In [None]:
import numpy as np
import pandas as pd
import seaborn as sns
import warnings
import io
import matplotlib.pyplot as plt
warnings.filterwarnings('ignore')
sns.set(style = "ticks", palette = "inferno_r", font_scale = 1.2)

In [None]:
campus_data=pd.read_csv('../input/factors-affecting-campus-placement/Placement_Data_Full_Class.csv')

In [None]:
campus_data.head()

In [None]:
campus_data.info()

1. There are 14 features. 
2. Status is the target variable that indicates if the student is placed or not.
3. There are 6 categorical variables and 7 Continuous variables 

In [None]:
campus_data.shape

There are 215 rows and 15 columns

In [None]:
campus_data.describe()

1. Average 10th grade percentage is 65% and the highest is 89.4%.
2. Average 12th grade percentage is 66% and the highest is 91%.
3. Aggregate degree percentage is 65% and the highest is 89.4%
2. Aggregate MBA percentage is 62% and the highest is 77.89%
2. Average salary a MBA student gets is 2.65 LPA 
6. Highest salary for a MBA student is 9.4 LPA 
7. Lowest is 2 LPA


In [None]:
campus_data.isnull().sum()

There are 67 missing values in salary. We'll check if there's any way to impute values.

In [None]:
plt.figure(figsize=(8,6))
sns.distplot(campus_data['salary'],kde=True,color='green')
plt.show()

We can see that most MBA graduates have CTC around 2LPA to 3.5 LPA. 

In [None]:
plt.figure(figsize=(8,6))
sns.kdeplot(campus_data['salary'].loc[campus_data['gender']=='M'],color='blue')
sns.kdeplot(campus_data['salary'].loc[campus_data['gender']=='F'],color='red')
plt.legend(['Male','Female'])
plt.show()

Women are paid less comparetively to men according to this graph. 

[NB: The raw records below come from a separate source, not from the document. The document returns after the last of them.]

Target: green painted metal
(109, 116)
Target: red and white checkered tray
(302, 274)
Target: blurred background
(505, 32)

Let's see if there's any reason for missing values


In [None]:
campus_data.groupby('status').salary.count()

We can see there is a reason for missing values. There are missing values only for observations where the status is 'Not Placed'

In [None]:
campus=campus_data.copy()
campus['salary'].loc[campus['salary'].isnull()]=0
campus['salary'].isnull().sum()

We'll impute null values in salary featue with 0 because these students are not placed. We cannot remove these observations because there are 148 null values and if we remove it'll affect the data during modelling.

In [None]:
campus['salary'].describe()

In [None]:
cat=campus.select_dtypes(include='object').columns
cont=campus.select_dtypes(exclude='object').columns
print(cat);print(cont)

CATEGORICAL FEATURES-['gender', 'ssc_b', 'hsc_b', 'hsc_s', 'degree_t', 'workex', 'specialisation', 'status']

CONTINOUS FEATURES- ['sl_no', 'ssc_p', 'hsc_p', 'degree_p', 'etest_p', 'mba_p' 'salary']

In [None]:
campus_data.groupby('gender').status.value_counts()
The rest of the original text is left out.